The new brand film features Alkhanshali? recounting his escape from Yemen last March, when Saudi airstrikes drastically changed his travel plans to return home. At the time, his dilemma played out on the evening news, not as a coffee entrepreneur, but an American stuck amid a civil war. Then it shifts to why he was there in the first place, a quick nod to Yemen’s historic role as the birthplace of coffee, the unfortunate reality of its production downfall, and how Alkhanshali? is trying to boost it back up.

“The story is the way you hook people in to first engage with you,” says Alkhanshali?. “But for me, the number one thing is the quality of the product. I might have a great story, but the product has to be good. You hear about coffee that’s $16 a cup, people are very skeptical, even if they like the story.”

Alkhanshali? sees broader consumer coffee culture moving towards where wine was 20 years ago, when everyday consumers began understanding more about the nuanced, higher quality aspects of the product.

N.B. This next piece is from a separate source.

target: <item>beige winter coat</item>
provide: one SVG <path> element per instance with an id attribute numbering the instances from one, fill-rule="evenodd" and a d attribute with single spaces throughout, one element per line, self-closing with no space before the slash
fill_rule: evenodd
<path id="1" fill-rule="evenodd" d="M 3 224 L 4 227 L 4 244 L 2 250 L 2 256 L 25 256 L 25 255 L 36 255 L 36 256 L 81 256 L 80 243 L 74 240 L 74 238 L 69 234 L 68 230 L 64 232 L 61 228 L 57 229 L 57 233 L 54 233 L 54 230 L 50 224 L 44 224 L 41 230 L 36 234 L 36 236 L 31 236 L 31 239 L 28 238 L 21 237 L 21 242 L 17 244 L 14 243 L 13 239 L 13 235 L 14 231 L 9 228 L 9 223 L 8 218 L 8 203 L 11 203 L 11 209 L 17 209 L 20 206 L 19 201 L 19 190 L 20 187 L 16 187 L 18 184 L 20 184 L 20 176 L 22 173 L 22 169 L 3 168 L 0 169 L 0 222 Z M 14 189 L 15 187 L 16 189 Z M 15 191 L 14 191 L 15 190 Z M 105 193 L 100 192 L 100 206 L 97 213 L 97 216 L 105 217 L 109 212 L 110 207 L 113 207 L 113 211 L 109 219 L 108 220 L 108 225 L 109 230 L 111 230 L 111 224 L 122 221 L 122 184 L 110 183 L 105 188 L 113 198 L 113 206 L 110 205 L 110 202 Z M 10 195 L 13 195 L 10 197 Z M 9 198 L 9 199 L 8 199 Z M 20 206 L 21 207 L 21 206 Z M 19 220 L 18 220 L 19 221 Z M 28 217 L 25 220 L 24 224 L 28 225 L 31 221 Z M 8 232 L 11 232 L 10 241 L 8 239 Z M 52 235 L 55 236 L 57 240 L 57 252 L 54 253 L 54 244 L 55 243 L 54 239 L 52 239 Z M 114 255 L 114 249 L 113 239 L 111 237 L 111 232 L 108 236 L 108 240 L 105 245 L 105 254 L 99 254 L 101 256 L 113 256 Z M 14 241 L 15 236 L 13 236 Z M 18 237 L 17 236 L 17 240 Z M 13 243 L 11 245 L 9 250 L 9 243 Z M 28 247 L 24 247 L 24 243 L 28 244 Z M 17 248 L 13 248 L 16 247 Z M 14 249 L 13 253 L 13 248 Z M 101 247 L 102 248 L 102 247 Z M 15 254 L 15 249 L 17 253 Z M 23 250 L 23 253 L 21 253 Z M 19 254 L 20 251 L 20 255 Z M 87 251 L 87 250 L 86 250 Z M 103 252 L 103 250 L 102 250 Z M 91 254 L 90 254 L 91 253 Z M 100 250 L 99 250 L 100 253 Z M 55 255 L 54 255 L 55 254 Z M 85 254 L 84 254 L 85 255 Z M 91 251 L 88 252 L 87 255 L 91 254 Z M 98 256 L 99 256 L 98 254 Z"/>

“Most people knew Two Buck Chuck or Carlo Rossi, but now people know about a special vine in Napa,” he says. “My work is really about spreading the word about specialty coffee to the 99% of people who drink coffee every day but don’t know much about the diversity in the product.”

 

If you can eat Kraft Singles one day, then splurge on a pricey smoked gouda the next, there’s no reason you can’t find room on your palate for both that Monday morning Dunkin’ run and a Port of Mokha brew.

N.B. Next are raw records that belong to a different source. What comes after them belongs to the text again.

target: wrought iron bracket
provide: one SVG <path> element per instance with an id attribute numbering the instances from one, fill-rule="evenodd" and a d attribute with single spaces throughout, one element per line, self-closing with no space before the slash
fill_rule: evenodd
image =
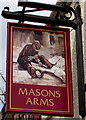
<path id="1" fill-rule="evenodd" d="M 10 10 L 9 7 L 5 7 L 4 10 L 2 11 L 2 16 L 7 19 L 19 20 L 19 22 L 31 21 L 31 22 L 51 24 L 53 26 L 55 25 L 67 26 L 67 27 L 72 27 L 73 29 L 76 29 L 77 24 L 74 21 L 76 19 L 76 13 L 72 7 L 50 5 L 50 4 L 43 4 L 43 3 L 36 3 L 36 2 L 18 2 L 18 6 L 23 7 L 22 11 L 11 12 L 9 11 Z M 35 8 L 35 9 L 25 10 L 26 7 Z M 55 19 L 52 17 L 25 14 L 27 12 L 34 12 L 34 11 L 41 11 L 41 10 L 61 11 L 61 12 L 64 12 L 65 14 L 70 13 L 70 15 L 72 14 L 74 15 L 74 19 L 69 20 L 68 17 L 64 17 L 64 19 L 61 19 L 61 18 Z"/>
<path id="2" fill-rule="evenodd" d="M 2 11 L 2 16 L 7 19 L 15 19 L 19 22 L 31 21 L 39 22 L 45 24 L 51 24 L 52 26 L 66 26 L 72 27 L 76 30 L 76 58 L 77 58 L 77 76 L 78 76 L 78 96 L 79 96 L 79 114 L 85 117 L 85 91 L 86 84 L 84 84 L 84 67 L 83 67 L 83 47 L 82 47 L 82 19 L 81 19 L 81 9 L 77 6 L 74 10 L 72 7 L 60 6 L 60 5 L 50 5 L 36 2 L 18 2 L 18 6 L 22 6 L 22 11 L 9 11 L 9 7 L 5 7 Z M 26 7 L 33 8 L 32 10 L 25 10 Z M 25 14 L 27 12 L 49 10 L 49 11 L 59 11 L 59 17 L 45 17 L 37 16 L 31 14 Z M 63 19 L 60 13 L 63 12 Z M 70 13 L 70 17 L 66 14 Z M 72 18 L 74 15 L 74 19 Z"/>

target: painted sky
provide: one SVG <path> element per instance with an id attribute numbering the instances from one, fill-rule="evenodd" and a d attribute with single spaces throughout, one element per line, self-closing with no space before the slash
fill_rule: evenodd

“It’s about letting people know about these different varieties, about why terroir matters, what the different flavor notes are,” says Alkhanshali?. “So if I have to figure one thing out, it’s trying to build people’s knowledge of coffee, and all it goes through to make it’s way to you. It’s amazing that farmers are getting paid fairly for their work, but you also get a much better product.”